【Emile Zola】Le Ventre de Paris II (36)
Commeil rendait visite aux Quenu-Gradelle presque journellement, il se rapprocha
d’eux, vint habiter rue de la Cossonnerie. Ce fut là que les Halles le
séduisirent, avec leur vacarme, leurs commérages énormes. Il se décida à
louer une place au pavillon de la volaille, uniquement pour se distraire, pour
occuper ses journées vides des cancans du marché. Alors, il vécut dans des
jacasseries sans fin, au courant des plus minces scandales du quartier, la tête
bourdonnante du continuel glapissement de voix qui l’entourait. Il y goûtait
mille joies chatouillantes, béat, ayant trouvé son élément, s’y enfonçant avec
des voluptés de carpe nageant au soleil. Florent allait parfois lui serrer la
main, à sa boutique. Les après-midi étaient encore très chaudes. Le long des
allées étroites, les femmes, assises, plumaient. Des raies de soleil tombaient
entre les tentes relevées, les plumes volaient sous les doigts, pareilles à une
neige dansante, dans l’air ardent, dans la poussière d’or des rayons. Des
appels, toute une traînée d’offres et de caresses, suivaient Florent. « Un beau
canard, monsieur ?... Venez me voir... J’ai de bien jolis poulets gras...

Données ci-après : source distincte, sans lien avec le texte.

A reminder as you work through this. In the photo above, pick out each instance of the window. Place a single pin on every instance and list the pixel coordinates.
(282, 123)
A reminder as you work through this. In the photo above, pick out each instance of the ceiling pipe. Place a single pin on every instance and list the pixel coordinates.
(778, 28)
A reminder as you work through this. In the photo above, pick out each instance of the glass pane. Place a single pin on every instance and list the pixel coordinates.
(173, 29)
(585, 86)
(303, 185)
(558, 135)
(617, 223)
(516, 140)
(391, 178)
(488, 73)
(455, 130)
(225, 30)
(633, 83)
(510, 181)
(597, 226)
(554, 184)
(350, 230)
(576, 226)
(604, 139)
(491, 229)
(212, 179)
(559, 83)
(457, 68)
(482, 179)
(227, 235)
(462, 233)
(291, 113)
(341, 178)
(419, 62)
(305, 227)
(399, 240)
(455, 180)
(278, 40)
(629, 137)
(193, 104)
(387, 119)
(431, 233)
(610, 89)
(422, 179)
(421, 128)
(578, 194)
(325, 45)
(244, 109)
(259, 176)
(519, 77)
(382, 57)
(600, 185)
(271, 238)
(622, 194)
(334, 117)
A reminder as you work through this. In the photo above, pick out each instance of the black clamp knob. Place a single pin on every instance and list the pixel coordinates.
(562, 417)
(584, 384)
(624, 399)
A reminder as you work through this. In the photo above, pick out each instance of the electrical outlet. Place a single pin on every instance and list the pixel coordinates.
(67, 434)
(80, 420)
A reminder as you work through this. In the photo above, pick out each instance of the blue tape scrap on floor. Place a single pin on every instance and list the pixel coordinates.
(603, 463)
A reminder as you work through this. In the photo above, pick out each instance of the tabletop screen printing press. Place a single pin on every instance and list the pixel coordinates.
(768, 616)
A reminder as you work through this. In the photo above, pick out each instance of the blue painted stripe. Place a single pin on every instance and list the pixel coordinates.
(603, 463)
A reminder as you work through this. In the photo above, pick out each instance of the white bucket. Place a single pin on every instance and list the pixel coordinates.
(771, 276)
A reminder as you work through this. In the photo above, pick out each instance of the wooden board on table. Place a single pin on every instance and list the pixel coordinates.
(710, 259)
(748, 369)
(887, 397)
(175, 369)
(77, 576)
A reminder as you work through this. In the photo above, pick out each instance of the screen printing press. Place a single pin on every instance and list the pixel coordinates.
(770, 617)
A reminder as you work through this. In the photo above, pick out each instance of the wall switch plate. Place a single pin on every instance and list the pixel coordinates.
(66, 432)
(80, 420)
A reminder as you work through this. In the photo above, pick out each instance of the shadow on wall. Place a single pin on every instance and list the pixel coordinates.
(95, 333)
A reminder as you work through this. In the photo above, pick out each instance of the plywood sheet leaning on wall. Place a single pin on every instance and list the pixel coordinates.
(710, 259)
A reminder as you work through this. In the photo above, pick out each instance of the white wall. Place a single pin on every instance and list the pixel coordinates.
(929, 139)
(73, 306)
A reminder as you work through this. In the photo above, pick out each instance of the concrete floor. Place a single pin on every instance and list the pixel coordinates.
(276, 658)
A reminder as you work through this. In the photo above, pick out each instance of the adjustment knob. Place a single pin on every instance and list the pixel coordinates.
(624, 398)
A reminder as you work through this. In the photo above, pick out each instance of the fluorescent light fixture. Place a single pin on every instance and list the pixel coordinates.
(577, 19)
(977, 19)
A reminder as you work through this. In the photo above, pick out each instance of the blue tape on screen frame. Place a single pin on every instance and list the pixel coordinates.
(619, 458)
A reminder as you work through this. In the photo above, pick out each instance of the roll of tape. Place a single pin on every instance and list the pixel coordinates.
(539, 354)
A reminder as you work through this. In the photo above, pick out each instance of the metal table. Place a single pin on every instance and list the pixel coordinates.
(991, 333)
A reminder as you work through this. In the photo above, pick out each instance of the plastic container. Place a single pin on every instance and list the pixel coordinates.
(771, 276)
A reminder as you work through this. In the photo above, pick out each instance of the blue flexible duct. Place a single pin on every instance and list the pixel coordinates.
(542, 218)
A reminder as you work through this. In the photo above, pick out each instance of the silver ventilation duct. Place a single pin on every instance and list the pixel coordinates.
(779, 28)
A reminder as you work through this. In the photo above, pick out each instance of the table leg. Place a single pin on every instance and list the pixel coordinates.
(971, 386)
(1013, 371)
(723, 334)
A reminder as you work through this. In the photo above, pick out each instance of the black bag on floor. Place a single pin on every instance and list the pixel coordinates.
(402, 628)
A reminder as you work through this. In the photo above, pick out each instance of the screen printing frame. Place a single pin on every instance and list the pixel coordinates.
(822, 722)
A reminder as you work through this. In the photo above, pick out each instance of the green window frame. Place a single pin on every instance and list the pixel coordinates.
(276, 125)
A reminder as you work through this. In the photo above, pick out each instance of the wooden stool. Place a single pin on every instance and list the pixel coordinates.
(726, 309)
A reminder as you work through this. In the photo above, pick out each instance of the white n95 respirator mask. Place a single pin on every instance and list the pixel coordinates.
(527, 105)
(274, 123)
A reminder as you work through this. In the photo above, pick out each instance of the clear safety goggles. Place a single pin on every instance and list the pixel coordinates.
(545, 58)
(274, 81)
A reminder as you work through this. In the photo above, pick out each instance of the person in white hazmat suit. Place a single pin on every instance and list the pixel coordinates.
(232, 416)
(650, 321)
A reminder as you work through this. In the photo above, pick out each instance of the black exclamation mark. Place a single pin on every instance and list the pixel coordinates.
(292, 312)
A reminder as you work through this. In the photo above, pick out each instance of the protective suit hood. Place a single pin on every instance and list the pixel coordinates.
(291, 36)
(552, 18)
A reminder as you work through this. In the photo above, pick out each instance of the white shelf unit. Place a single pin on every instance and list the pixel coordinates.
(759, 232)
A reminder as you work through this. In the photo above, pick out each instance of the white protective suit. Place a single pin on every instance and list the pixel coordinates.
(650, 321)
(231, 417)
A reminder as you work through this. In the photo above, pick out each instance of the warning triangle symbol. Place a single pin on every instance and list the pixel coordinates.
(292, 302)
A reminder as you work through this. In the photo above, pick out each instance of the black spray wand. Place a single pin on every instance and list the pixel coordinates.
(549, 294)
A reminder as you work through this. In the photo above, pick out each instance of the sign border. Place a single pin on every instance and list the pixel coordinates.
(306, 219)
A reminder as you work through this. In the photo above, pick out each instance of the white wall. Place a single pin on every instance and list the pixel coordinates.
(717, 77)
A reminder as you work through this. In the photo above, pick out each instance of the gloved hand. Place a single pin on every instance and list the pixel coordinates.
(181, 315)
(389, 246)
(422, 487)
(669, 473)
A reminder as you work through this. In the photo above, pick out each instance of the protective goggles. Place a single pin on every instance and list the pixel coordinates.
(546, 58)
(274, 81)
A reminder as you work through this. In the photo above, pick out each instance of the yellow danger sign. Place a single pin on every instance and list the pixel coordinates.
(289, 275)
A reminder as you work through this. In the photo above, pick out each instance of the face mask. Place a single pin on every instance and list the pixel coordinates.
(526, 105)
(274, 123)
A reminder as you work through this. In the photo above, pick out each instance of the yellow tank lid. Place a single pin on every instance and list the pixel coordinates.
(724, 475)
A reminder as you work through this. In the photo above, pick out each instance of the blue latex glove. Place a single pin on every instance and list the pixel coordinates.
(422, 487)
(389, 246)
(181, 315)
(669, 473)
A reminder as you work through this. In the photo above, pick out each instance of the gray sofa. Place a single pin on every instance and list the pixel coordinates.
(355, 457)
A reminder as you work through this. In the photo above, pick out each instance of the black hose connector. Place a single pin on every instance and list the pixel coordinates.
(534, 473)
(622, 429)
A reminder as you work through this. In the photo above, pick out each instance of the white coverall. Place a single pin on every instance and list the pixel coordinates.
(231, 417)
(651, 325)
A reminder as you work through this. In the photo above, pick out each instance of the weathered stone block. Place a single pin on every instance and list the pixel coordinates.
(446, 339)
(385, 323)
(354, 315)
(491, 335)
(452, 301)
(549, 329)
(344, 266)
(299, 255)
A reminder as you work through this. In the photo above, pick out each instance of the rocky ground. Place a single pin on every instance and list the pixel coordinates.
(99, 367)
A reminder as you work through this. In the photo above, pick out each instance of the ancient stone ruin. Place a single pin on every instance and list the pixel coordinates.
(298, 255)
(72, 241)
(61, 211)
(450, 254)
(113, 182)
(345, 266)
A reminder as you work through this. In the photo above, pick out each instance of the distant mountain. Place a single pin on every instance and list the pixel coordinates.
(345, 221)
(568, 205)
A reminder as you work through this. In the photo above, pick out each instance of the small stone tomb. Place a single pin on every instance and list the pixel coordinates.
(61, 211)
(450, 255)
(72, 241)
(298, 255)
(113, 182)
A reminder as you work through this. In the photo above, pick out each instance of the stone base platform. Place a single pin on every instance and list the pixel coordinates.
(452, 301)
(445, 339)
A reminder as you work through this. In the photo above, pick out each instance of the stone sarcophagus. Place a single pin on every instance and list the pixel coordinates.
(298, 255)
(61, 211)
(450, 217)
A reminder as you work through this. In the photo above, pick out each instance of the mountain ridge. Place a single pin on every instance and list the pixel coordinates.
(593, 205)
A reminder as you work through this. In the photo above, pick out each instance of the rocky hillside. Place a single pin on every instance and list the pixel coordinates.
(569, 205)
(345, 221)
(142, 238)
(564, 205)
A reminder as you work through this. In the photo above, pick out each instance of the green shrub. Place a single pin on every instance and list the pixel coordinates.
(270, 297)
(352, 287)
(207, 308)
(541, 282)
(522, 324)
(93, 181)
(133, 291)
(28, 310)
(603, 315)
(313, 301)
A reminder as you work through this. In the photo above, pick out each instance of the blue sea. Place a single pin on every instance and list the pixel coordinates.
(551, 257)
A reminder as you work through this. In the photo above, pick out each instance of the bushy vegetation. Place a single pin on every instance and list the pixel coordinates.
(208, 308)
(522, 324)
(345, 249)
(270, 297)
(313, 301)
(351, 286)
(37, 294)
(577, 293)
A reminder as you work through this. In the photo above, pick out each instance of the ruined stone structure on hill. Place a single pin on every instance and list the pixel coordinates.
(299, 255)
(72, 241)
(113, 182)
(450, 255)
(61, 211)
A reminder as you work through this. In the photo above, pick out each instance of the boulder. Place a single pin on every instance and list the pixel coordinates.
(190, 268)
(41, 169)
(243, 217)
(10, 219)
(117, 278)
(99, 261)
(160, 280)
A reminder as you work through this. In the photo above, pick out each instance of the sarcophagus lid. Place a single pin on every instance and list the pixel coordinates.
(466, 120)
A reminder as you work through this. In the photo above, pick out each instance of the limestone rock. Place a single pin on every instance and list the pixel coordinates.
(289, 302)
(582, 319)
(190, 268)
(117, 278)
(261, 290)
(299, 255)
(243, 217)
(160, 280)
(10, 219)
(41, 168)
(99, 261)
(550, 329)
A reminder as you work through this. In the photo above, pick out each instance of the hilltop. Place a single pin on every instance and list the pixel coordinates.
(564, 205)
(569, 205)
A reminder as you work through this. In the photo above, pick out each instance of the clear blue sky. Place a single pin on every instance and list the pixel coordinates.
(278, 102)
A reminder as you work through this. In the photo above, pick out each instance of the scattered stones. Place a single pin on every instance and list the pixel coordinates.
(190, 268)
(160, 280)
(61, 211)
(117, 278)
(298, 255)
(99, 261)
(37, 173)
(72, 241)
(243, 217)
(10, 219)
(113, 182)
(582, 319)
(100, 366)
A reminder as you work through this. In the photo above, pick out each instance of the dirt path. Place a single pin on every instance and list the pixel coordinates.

Monsieur, monsieur, achetez-moi cette paire de pigeons... » Il se dégageait,
gêné, assourdi. Les femmes continuaient à plumer en se le disputant, et des
vols de fin duvet s’abattaient, le suffoquaient d’une fumée, comme chauffée
et épaissie encore par l’odeur forte des volailles. Enfin, au milieu de l’allée,
près des fontaines, il trouvait Gavard, en manches de chemise, les bras
croisés sur la bavette de son tablier bleu, pérorant devant sa boutique. Là,
Gavard régnait, avec des mines de bon prince, au milieu d’un groupe de
dix à douze femmes. Il était le seul homme du marché. Il avait la langue
tellement longue, qu’après s’être fâché avec les cinq ou six filles qu’il prit
successivement pour tenir sa boutique, il se décida à vendre sa marchandise
lui-même, disant naïvement que ces pécores passaient leur sainte journée
à cancaner, et qu’il ne pouvait en venir à bout. Comme il fallait pourtant
que quelqu’un gardât sa place, lorsqu’il s’absentait, il recueillit Marjolin
qui battait le pavé, après avoir tenté tous les menus métiers des Halles.